There is, however, a caveat in naming only one physician as the CP. The services that an APN provides to patients have to be similar to those that her/his CP "generally provides to his or her patients in the normal course of his or her clinical medical practice" (Illinois Nursing and Advanced Practice Nursing Act, 65/15-15). Therefore, for example, if you see patients of all ages, and you don't have a family practitioner available to be your CP, then you would need to collaborate with at least two Cps (e.g., a pediatrician and an internist).


Prescription Points
Q: What should a prescription written by an APN look like?
A:
The Administrative Rules of the Illinois Nursing and Advanced Practice Act dictates prescription writing as follows:

"All prescriptions written and signed by an advanced practice nurse shall indicate the name of the collaborating physician. The collaborating physician's signature is not required. The advanced practice nurse shall sign his/her own name."

Technically, one does not need a DEA number to prescribe non-controlled substances. However, pharmacies often will not fill a prescription without a DEA number on it, since most reimbursers won't pay for a prescription without one. Therefore, assuming that an APN does have a DEA number, then the APN's name and APN's DEA number should appear on the script. The collaborating physician's DEA number should not appear on the script, because pharmacists will be tempted to consider the physician the prescriber instead of the APN (meaning the physician's name will appear on the medication bottle instead of the APN's).
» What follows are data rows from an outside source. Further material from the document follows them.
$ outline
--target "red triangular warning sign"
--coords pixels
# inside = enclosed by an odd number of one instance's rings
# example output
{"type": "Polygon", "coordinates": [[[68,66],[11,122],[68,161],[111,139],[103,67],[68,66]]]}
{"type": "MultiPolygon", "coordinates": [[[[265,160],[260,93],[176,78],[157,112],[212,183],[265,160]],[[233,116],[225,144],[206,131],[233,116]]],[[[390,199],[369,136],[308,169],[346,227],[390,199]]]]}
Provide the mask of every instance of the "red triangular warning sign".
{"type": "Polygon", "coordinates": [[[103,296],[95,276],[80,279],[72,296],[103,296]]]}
All of this information can be added to each individual prescription by hand or included on pre-printed prescription pads. Some providers like to have the DEA # pre-printed, but some do not.

Q: What Scheduled Druges Are APNs allowed to prescribe in Illinois
A: Currently, APNs are allowed to prescribe drugs in Schedules V, IV, and III, but not those in Schedule II (which includes Ritalen). We are expecting that to change soon, however.  SB 360—which is the bill containing the entire new practice act for RNs, LPNs, and APNS--was passed by the Illinois General Assembly on July 11, 2007, and will go to the Governor for his signature. The General Assembly has 30 days to get the bill to the Governor, who has another 60 days to sign the bill.  As with all prescription authority for APNs in Illinois, delegation of Schedule II drugs must be described in the collaborative agreement between the APN and the collaborating physician. Furthermore, there will be some unique restrictions regarding Schedule II drugs: (a) No more thatn 5 Schedule II or II-N substances may be delegated to the APN, (b) Any prescription must be limited to no more than a 30-day oral dosage, with any continuation authorized only after prior approval of the collaborating physician, and (c) The APN must discuss the condition of any patients for whom a controlled substance is prescribed monthly with the delegation of the physician.

Even after the bill is signed by the Governor, implementing this part of the new law will require some work on IDFPR staff, who will have to create a new “Delegation of Prescription Authority” form which is required to obtain an Illinois Controlled Substance License, which is a prerequisite for obtaining a DEA number. That form will need to be revised to reflect the option of prescribing Schedule II drugs.